Le récit est des plus sobres : un ancien avocat, las de la vie commune, on veut dire banale, s’est retiré dans un gîte au cœur d’une forêt et, apparemment « voué à la détestation de soi », s’autorise une initiative qui va paraître singulière : il embauche une femme écrivain afin qu’elle rédige ses mémoires. C’est ce que l’on peut nommer une détestation de soi corrigée, voire un traitement drastique. « Oui, elle pratiquait un drôle de métier, lui avait-il dit, en ce début d’après-midi pluvieux, le front nuageux renonçant à s’éloigner et planant sur eux comme un augure feutré, chassant, non pas une mélancolie qui eût été embarrassante, n’étant plus mélancolique depuis longtemps, mais une humeur demeurée un peu fâcheuse, comme les nuages ce jour-là aux alentours du gîte, au-dessus de sa tête. » Cette femme d’écrit – on sent bien qu’elle n’est pas aussi « écrivain » que le narrateur, qui, lui, en impose –, embobinée par le parleur à la fois beau et désabusé, finit par le suivre dans ses promenades et par connaître une sorte d’illumination à son contact. Tout cela est assez biblique, un peu machiste, voire vieux jeu, mais l’on suppose que l’alchimie fonctionne à rebours puisque l’atrabilaire tout à coup apaisé disparaît au terme de sa « cure ».
Hormis de longs échanges indirectement transmis, iI ne se passe que fort peu de choses dans la clairière. Tout est dans la langue de Louis Jeanne, qui, pendant qu’il fait le point sur sa vie, affine sa vision des univers qu’il a fréquentés, analyse avec recul et ne garde, au fond, que peu de choses de son existence passée. Comme un homme vaincu par la mauvaiseté du monde, il a dû fuir car il n’était plus de taille à supporter la société des hommes, avec son lot de jeunes gens dont l’ignorance, la morgue et le cynisme le rebutaient – constat d’homme vieillissant. Ces avocats sans scrupules ni morale, ces banquiers qui fricotent, ces communicants qui font des signes vulgaires, ces informaticiens qui nous embêtent et ces architectes qui urbanisent comme des brutes. Faute de trouver l’énergie de lutter ou de posséder la paix intérieure qui lui permettrait de passer outre, le narrateur se retire, triste héros d’une vie sans héroïsme, personnage désarmé, désabusé, auquel ne reste que sa plume pour s’épancher et dire à travers ce qui ne va pas ce qu’il aurait aimé qui aille. « La parole reprise, il lui avait demandé, pour se défaire aussi de ce qui l’avait un peu troublé, la grâce pas revenue dans ses pensées depuis longtemps, si ce n’était pas, cette vulgarité, ce qu’elle avait elle-même fui, étant, lui, reparti dans un de ses élans premiers, cherchant à rompre le charme qu’il sentait s’installer et auquel il ne souhaitait rien céder, mais aussi pour briser son rythme à elle, ce qui était pour lui une autre manière de ne pas céder à ce qui pouvait s’improviser dans leurs entretiens, quelque chose demeurant rétif en lui, qui refusait de se rendre à cette idée, qui était pourtant la sienne, de ces entretiens, n’était-ce donc pas cette vulgarité devenue une vulgarité policée, qui l’avait poussée à fuir un univers glorieux pour elle qui avait suivi, lui avait-il semblé, une trajectoire idéale dans un monde de représentations, cette perception de la vulgarité qui l’avait incitée à percevoir ce qu’il avait nommé, pour elle, à plusieurs reprises ».

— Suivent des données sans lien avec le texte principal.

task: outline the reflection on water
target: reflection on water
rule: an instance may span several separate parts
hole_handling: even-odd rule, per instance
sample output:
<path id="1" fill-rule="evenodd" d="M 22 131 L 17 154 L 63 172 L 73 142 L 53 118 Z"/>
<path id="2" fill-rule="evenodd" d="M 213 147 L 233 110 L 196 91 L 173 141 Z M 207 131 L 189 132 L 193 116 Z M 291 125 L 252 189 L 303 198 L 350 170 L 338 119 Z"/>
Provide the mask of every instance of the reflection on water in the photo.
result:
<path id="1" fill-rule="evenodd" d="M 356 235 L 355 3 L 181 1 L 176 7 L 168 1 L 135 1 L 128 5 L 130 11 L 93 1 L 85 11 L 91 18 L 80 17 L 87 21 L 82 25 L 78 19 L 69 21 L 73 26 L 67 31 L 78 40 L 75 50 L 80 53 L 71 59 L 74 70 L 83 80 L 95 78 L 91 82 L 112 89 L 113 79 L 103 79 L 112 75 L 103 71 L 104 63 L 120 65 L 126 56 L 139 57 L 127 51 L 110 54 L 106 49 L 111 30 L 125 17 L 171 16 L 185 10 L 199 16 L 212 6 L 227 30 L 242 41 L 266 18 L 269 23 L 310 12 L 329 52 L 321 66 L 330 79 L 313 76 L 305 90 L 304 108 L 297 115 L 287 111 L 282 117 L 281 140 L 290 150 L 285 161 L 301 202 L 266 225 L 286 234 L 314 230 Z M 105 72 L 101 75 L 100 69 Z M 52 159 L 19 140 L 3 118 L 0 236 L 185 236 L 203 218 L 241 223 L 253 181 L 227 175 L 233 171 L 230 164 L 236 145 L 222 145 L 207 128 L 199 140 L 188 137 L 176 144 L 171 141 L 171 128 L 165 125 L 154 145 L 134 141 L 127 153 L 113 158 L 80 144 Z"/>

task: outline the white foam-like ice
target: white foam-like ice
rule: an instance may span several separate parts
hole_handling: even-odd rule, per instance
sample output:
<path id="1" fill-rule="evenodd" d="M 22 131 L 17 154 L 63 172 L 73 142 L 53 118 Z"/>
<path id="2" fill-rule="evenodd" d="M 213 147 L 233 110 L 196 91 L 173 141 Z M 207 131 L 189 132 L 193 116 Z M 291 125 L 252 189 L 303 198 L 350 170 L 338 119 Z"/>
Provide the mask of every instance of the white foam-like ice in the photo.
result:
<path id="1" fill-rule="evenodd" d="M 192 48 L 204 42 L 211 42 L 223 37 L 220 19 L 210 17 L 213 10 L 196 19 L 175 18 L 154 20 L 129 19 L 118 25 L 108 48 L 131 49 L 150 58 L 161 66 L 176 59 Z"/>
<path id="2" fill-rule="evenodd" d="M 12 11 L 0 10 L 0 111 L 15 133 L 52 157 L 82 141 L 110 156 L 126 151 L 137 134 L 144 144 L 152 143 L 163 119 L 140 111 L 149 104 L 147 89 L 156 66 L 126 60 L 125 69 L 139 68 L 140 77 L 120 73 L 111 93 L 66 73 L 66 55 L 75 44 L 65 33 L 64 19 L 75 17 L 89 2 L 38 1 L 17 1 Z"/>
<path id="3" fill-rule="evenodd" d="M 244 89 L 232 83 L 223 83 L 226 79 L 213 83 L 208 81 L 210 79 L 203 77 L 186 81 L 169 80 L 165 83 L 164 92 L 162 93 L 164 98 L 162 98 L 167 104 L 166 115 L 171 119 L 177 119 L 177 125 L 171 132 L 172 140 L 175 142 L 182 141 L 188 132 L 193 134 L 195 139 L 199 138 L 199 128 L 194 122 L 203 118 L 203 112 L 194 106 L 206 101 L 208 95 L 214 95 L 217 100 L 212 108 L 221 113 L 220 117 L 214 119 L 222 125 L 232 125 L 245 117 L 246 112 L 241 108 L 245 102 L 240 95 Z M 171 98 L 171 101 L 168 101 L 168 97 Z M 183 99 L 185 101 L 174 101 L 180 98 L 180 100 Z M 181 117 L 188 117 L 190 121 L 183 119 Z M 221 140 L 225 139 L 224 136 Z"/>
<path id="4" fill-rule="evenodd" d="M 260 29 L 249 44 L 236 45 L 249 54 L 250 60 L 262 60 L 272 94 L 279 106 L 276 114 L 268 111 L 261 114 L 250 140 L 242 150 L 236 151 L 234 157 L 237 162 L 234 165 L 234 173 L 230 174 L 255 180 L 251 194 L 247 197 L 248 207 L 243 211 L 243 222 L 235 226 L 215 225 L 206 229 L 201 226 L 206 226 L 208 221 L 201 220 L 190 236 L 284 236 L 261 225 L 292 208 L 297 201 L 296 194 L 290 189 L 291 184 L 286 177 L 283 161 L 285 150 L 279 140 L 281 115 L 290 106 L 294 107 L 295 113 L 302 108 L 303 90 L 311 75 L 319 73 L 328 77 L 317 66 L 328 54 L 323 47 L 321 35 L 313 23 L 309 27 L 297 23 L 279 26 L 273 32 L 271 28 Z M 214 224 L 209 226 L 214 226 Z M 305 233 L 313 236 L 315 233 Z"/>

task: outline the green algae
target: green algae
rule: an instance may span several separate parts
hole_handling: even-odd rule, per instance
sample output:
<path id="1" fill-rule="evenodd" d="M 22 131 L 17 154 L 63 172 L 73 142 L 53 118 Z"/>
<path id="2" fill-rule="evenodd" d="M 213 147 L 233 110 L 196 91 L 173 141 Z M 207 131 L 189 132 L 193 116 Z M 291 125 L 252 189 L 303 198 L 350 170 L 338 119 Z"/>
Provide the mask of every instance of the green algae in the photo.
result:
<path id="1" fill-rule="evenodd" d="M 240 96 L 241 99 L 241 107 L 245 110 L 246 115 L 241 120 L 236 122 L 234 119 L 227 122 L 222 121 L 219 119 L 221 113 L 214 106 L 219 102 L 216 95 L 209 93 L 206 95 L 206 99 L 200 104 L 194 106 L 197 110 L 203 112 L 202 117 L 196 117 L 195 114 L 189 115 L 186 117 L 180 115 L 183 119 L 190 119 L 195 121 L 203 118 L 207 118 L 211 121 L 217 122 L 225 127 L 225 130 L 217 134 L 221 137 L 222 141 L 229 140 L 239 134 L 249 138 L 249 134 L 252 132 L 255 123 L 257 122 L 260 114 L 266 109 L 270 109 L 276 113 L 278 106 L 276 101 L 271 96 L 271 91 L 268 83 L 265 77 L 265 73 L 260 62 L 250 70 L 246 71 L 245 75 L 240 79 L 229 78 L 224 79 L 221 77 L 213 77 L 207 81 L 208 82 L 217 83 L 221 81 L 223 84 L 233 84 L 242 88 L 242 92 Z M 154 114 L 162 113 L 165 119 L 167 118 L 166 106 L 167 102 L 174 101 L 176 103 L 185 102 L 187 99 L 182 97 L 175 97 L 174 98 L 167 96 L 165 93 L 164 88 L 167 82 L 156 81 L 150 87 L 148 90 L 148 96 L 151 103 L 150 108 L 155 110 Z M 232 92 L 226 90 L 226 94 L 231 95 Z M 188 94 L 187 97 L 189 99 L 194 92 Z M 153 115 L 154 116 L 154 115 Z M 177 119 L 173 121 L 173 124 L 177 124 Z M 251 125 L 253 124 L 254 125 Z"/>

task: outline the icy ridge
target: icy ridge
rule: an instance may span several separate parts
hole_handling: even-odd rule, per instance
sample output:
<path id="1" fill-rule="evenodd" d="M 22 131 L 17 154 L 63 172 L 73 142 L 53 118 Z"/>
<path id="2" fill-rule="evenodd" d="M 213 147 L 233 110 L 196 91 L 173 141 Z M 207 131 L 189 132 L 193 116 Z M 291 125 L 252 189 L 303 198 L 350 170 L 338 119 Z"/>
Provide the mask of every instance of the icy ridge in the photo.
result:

Doté d’un goût marqué pour la phrase longue qu’il souhaite précise et attentive à tous les recoins destinés à sa description, le narrateur s’exprime très scrupuleusement. Il n’était pas avocat pour rien. Dans ce flot textuel tenu par des virgules plus que par des points, Louis Jeanne élabore une œuvre qui peut paraître obsessionnelle. Ne dédaignant pas de faire appel aux mânes de Julien Gracq, le grand homme des rétifs à tendance misanthrope, il intègre à sa manière cette famille d’auteurs qui s’ingénient à maintenir un style à la hauteur de leur idée de la littérature. On pense à Jean-Paul Goux, à Joël Roussiez, et pourquoi pas à Jean-Loup Trassard, mais la comparaison ne peut aller plus loin car on ne trouve pas dans Clairières de Louis Jeanne cette étincelle qui les habite. Son récit sans récit, monologue filigrané par les incapacités d’un être à la recherche de sa rédemption, laisse le lecteur sur le bord du chemin. Un être si farouchement aristocratique fuit le monde, on l’a dit, mais il paraît le mépriser pour ce qu’il est, et, paradoxalement, ne semble pas depuis sa clairière annoncer autre chose qu’un nouveau renoncement ou une nouvelle fuite. De la sauvagerie, un projet d’incartade, auraient été les bienvenus, et, pour commencer, l’achat d’une hache afin d’élaguer les branches follettes du moi retenu prisonnier d’un texte réticulaire, verrouillé.